The petition continues explaining that while milk is a great source of calcium, there are many other healthier foods that can replace milk as a calcium supplement.
“Children can get the calcium they need from beans, green leafy vegetables (e.g., broccoli, kale, collard greens), tofu products, breads and cereals,” the doctors’ committee stated in the petition. “Additionally, a wide variety of non-dairy, calcium-fortified beverages is available today including soy milk, rice milk and fruit juice, all of which provide greater health and nutritional benefits compared with dairy milk.”

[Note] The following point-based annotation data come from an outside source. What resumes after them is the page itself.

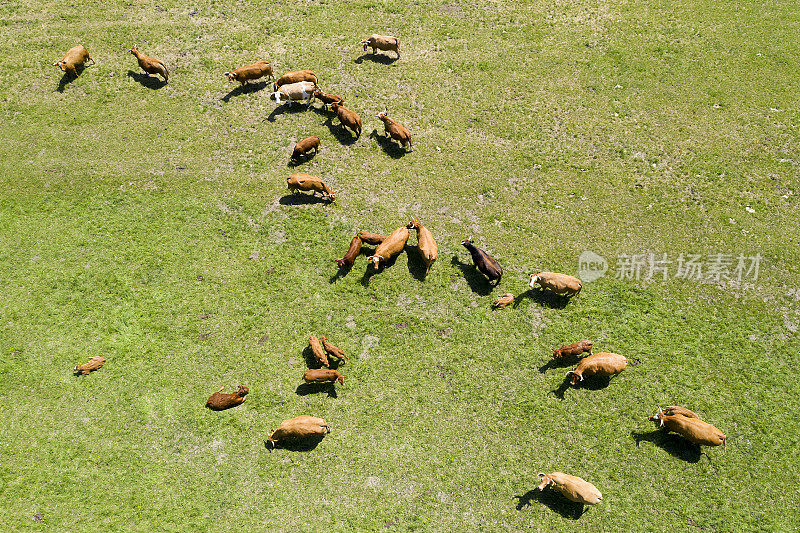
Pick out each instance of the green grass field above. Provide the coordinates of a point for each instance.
(151, 225)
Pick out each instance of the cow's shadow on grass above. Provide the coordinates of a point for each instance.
(371, 271)
(673, 444)
(476, 281)
(343, 135)
(552, 499)
(247, 88)
(301, 160)
(304, 389)
(146, 80)
(589, 383)
(304, 445)
(340, 273)
(558, 363)
(383, 59)
(68, 78)
(288, 107)
(386, 143)
(416, 265)
(302, 199)
(543, 298)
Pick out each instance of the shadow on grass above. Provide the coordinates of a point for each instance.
(558, 363)
(302, 199)
(344, 136)
(589, 383)
(477, 281)
(383, 59)
(247, 88)
(386, 143)
(305, 158)
(288, 107)
(146, 80)
(416, 265)
(543, 298)
(304, 389)
(552, 499)
(371, 271)
(673, 444)
(68, 78)
(340, 273)
(304, 445)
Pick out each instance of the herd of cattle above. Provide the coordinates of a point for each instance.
(303, 86)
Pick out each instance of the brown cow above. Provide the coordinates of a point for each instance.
(244, 74)
(425, 243)
(371, 238)
(603, 364)
(298, 428)
(302, 148)
(382, 42)
(75, 57)
(390, 247)
(688, 425)
(219, 401)
(295, 77)
(151, 65)
(306, 182)
(316, 349)
(328, 99)
(350, 257)
(572, 487)
(397, 131)
(561, 284)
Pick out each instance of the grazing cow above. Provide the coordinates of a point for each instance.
(390, 247)
(151, 65)
(94, 363)
(503, 301)
(688, 425)
(397, 131)
(484, 262)
(350, 257)
(307, 182)
(295, 92)
(295, 77)
(76, 56)
(603, 364)
(561, 284)
(302, 148)
(371, 238)
(425, 243)
(332, 350)
(323, 375)
(257, 70)
(385, 43)
(316, 349)
(573, 350)
(348, 118)
(298, 428)
(572, 487)
(219, 401)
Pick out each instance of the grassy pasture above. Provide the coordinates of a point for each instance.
(150, 225)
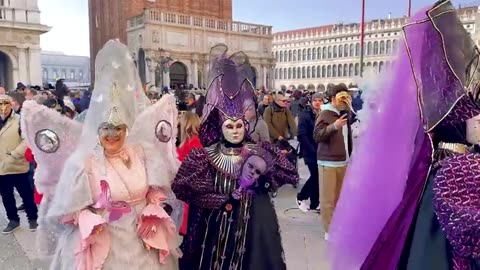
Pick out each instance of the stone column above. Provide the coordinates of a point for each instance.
(195, 73)
(264, 79)
(35, 67)
(22, 67)
(166, 77)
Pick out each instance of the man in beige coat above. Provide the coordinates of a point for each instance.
(14, 168)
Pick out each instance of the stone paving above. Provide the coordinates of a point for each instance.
(302, 236)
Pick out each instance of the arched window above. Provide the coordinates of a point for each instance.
(388, 49)
(369, 48)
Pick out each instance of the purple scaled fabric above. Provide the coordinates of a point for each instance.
(380, 166)
(456, 199)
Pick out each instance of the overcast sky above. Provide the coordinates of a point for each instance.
(69, 18)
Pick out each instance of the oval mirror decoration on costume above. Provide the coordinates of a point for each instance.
(47, 141)
(163, 131)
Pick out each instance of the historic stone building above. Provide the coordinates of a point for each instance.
(75, 70)
(315, 58)
(173, 49)
(20, 31)
(108, 18)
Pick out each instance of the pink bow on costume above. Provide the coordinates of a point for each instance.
(115, 209)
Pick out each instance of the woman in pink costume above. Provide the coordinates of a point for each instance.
(104, 184)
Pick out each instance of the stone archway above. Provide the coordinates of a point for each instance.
(142, 71)
(321, 88)
(6, 71)
(254, 79)
(178, 74)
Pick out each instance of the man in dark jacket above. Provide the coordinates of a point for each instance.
(308, 146)
(334, 137)
(281, 124)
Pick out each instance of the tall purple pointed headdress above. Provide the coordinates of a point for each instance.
(230, 92)
(432, 74)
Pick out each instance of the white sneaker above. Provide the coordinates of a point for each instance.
(303, 206)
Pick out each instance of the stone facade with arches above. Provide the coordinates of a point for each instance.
(177, 47)
(20, 54)
(326, 55)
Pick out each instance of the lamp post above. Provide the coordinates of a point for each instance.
(362, 38)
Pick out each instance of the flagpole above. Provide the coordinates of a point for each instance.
(409, 8)
(362, 38)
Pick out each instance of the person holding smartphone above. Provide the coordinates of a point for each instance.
(333, 134)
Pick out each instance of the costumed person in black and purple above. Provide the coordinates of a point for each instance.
(424, 199)
(232, 224)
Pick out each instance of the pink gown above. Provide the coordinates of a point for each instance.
(94, 243)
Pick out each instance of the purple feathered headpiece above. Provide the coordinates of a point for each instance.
(230, 93)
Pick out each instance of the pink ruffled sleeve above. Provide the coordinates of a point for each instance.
(164, 239)
(95, 241)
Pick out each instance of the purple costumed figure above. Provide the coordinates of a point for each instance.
(400, 189)
(232, 223)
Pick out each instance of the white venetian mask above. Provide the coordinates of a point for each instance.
(233, 130)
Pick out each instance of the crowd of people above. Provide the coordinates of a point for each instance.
(126, 179)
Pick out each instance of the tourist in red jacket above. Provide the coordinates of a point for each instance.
(189, 126)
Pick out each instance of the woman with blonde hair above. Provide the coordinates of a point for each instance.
(189, 126)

However, Anne Goetze, a registered and licensed dietitian at the Oregon Dairy Products Commission, explained that milk provides much more than just calcium.
“Milk is its own component because of the irreplaceable package of nutrients it provides,” Goetze told the Capital Press.
She continued, stating that even though other foods provide some calcium, like broccoli and beans, milk allows the body to easily absorb the calcium into the body. Goetze explained to the Capital Press that it would take 2.5 cups of broccoli, or 4 cups of pinto beans, to replace the calcium in the 8 ounces provided in school lunches.
This petition comes at a time when more focus has been placed on the nutritional value of school lunches. Recently, many schools have banned sugary soft drinks and juices and are looking into banning flavored milks, like chocolate and strawberry milks, due to the amount of sugar in each carton.
“Chocolate milk is soda in drag,” Ann Cooper, director of nutrition services for the Boulder Valley School District in Louisville, Colo. which has already banned flavored milks, said to The Associated Press. “It works as a treat in homes, but it doesn't belong in schools.”
In fact, the petition, while good-intentioned, goes against the recent school lunch guidelines approved by First Lady Michelle Obama earlier this year that called for low fat milks and non-fat flavored milk.
“As parents, we try to prepare decent meals, limit how much junk food our kids eat, and ensure they have a reasonably balanced diet,” Michelle Obama said. “And when we're putting in all that effort the last thing we want is for our hard work to be undone each day in the school cafeteria.”